Francisco Sionil Joses monumental Rosales saga, which is made up of five novels,
has, more than any other series of works, touched on this Filipino search for roots,
as well as on struggle, social corruption, and the fight for social justice in post
colonial times. No other writer has been more widely translated on his own country
and other countries. N.V.M. Gonzalezs novels also reflect discipline, control, and
irony, best reflected in his portrayal of the harsh world of the fisherfolk and
peasants who endured and prevailed with dignity and grace in the face of pressure
and want. His novels are manifestations of reality turned art.

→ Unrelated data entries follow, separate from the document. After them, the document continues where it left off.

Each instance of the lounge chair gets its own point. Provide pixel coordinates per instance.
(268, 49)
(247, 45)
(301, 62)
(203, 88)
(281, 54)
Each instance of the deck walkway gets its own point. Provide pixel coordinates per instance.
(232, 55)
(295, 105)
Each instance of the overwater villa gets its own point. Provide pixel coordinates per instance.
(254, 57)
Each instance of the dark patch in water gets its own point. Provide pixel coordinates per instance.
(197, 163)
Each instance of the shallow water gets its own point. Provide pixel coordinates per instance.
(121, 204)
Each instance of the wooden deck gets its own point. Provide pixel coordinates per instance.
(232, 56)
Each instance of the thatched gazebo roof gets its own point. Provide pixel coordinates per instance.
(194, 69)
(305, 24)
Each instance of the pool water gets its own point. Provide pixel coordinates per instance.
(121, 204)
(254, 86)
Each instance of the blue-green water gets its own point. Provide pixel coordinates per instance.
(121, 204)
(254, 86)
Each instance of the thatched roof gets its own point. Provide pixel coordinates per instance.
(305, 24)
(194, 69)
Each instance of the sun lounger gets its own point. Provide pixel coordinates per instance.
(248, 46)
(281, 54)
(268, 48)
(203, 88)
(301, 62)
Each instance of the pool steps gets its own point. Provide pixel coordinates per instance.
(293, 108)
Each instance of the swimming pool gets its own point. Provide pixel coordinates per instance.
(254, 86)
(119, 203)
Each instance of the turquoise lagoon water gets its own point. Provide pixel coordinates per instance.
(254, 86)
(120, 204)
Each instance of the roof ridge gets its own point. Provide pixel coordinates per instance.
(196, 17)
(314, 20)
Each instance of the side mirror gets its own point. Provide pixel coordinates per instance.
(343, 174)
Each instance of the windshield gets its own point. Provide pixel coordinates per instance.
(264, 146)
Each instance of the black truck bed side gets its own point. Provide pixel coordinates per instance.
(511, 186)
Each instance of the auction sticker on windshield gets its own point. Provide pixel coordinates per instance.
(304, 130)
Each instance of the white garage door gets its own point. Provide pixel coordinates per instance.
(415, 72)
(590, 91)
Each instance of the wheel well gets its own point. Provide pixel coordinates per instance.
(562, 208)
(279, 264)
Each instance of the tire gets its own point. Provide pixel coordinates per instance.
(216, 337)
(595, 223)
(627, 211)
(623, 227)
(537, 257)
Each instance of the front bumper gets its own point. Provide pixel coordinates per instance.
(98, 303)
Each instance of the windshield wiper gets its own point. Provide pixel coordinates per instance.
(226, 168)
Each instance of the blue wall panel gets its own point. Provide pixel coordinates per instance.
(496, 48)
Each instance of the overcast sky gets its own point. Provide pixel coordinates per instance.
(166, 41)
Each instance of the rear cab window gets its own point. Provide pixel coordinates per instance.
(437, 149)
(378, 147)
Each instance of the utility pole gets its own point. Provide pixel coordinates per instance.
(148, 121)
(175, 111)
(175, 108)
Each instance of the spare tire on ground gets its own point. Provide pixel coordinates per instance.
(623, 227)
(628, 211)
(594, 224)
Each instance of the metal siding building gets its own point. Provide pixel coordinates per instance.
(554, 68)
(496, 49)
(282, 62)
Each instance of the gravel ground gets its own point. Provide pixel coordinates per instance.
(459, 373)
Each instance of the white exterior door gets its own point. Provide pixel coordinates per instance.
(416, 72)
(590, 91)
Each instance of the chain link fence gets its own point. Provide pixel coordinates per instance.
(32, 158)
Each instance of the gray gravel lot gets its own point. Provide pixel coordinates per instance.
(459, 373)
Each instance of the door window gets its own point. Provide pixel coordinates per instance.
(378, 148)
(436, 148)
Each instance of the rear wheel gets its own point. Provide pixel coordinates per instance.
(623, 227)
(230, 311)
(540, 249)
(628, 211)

Recent novelists have ventured into the murky terra incognita of postmodernism,
rejecting the traditional concepts of fiction, portraying a world devoid of value and
meaning, interweaving literature with journalism, history, biography, and even
criticism. The objective is merely pleasure of the text through verbal or
psychological constructs, a totality of vision. Examples of such avant-garde Filipino
fictionists are Mario Eric Gamalinda, Jessica Hagedorn, and Alfred Yuson, to name
but three of the more prominent figures.

Meanwhile, the influence of literature in the country is imperiled by the impact of


modern technology on life and culture, and the Filipino writer feels it his
responsibility to put literature back on track and in the center of life, aware of the
perpetual need to upgrade and transform it into a meaningful social yet artistically
forward-moving activity, opening up to a large interdependent world, listening to
the polyphony of voices which could add to their own largeness of spirit and
understanding, aware that they cannot continue to write in isolation, that each of
the writings of all writers of the world is but a mere episode within that one general
experience of the universal person forever in the process of unfolding and evolving.